All of which seem to have been forgotten here.

Being a ‘professional journalist’ means Liew should some how know more than your average man on the street about the sport. That his off the cuff piece should have somehow been an in depth factual analysis of the game in Britain today.

But why? This wasn’t a fact finding mission – it was a commentary. An opinion piece. A reflection of a mans experience.

Why is the onus on him to learn? And not the sport to educate?

Surely someone at a production meeting should have flagged something up along the lines of “This isn’t really a hockey country, how can we make it as accessible as possible?”.

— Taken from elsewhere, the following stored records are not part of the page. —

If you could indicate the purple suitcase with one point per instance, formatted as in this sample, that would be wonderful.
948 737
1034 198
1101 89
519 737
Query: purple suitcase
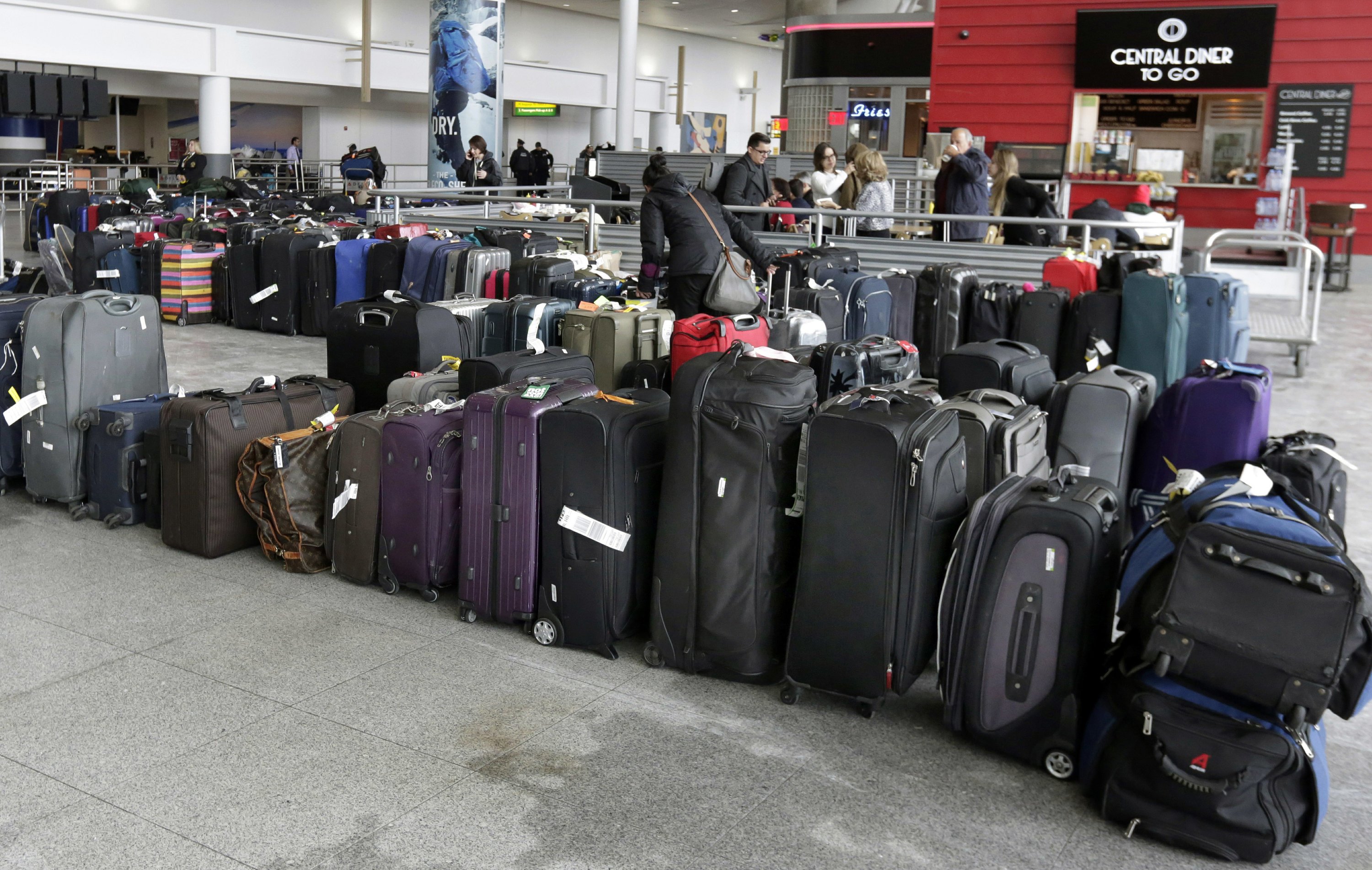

I’m not talking dumbing it right down and patronising the existing fan base, but by lamenting people like Liew we simply serve to close the door on those not familiar with the sport and alienate potential new fans.

This bizarre elitism is only furthered by the playground attempts to ‘confront’ Liew; then the foot stamping when he dares to reply in a tongue in cheek manner. At times he has even been condescending – and I can’t say that I blame him given some of the ridiculous tweets he has received.

All in all it’s been a cringe worthy episode for British hockey. It really is in everyone’s best interest to let this one blow over – because right now an awful lot of people are making British hockey look like it’s full of crackpots with their head in the sand.


About Rob

Software engineer by day, Elite League Media man by night, Rob also blogs about cricket for One Stump Short, hockey for In Goal Magazine and video games for Outpost Delta as well as hosting the One Stump Short Podcast.

Posted on February 11, 2013, in British Hockey, Hockey and tagged . Bookmark the permalink. 4 Comments.

  1. What a load of crap. I’m watching a hockey game right now on my computer and I can follow the action fine.

    It’s actually not a big deal to me, that he doesn’t like hockey. It’s not for everyone. It is a big deal that a “sports writer” would spend zero minutes researching a sport, 30 minutes watching a sport (60 minutes of game time, so he probably caught one period) and then see fit to tell other uninitiated that it’s unfit for viewing.

    Here was the plan.

    1. Spend 30 mins watching hockey
    2. Write down everything that confuses you and pretend it’s analysis.
    4. Profit.

    It’s funny how you think “lamenting” will keep fans away, yet a popular writer like Liew telling potential fans not to watch is fine?

    Journalism is supposed to include research so you can pass that information on to your readers. Liew clearly didn’t do any of that.


  2. He’s paid to know about sport, but like most “sportswriters” in this country, they only understand one sport; football. His lack of knowledge shows and when most people have the common sense to not say anything when they don’t understand the subject in hand, he decides to write a poorly worded article that has a tone that seems to mock ice hockey. If he had done his research like any good writer should, he would of known that getting Team GB on TV has been a huge step forward in the publicity for the sport. Who’s he to criticise something he’s just discovered and knows nothing about?

    I don’t approve of the childish insults he’s getting from certain fans, but I do approve of them questioning him and the Telegraph for putting such a poorly written article on a site being negative towards something they know next to nothing about. It should never of gotten past publishing.


  3. I think on the whole people missed the point of the piece. Where yes, he spent 30 minutes watching it, I got the impression that the style of column it is, there is never any research to a topic, it is just a reaction to what the writer sees on the screen. And further more it is an opinion piece. I know I’ve written many opinion pieces in the past where it has been a reaction to something that has happened in a game. Heck, if as a fan I got all upset and uppety about something that some journalist wrote about teams I support or negatively about hockey, I’d never sleep as I’d be too busy venting my frustrations on the Internet 24/7.

    As for the writing, yes I think it is poorly written, but for crying out loud, it’s not that big of a deal. It was buried in the Telegraph’s blog sections under other sports and if it wasn’t for the reaction of the hockey collective, it would’ve been a case of do-whop.

    Such is the state of modern day journalism that you are required to write 4-5 stories a day (more so with national titles where you also have a quota to meet for print magazine) that the quality of writing suffers.

    I think this blog spot nails the issue on its head without having to do a reply blog post to the author.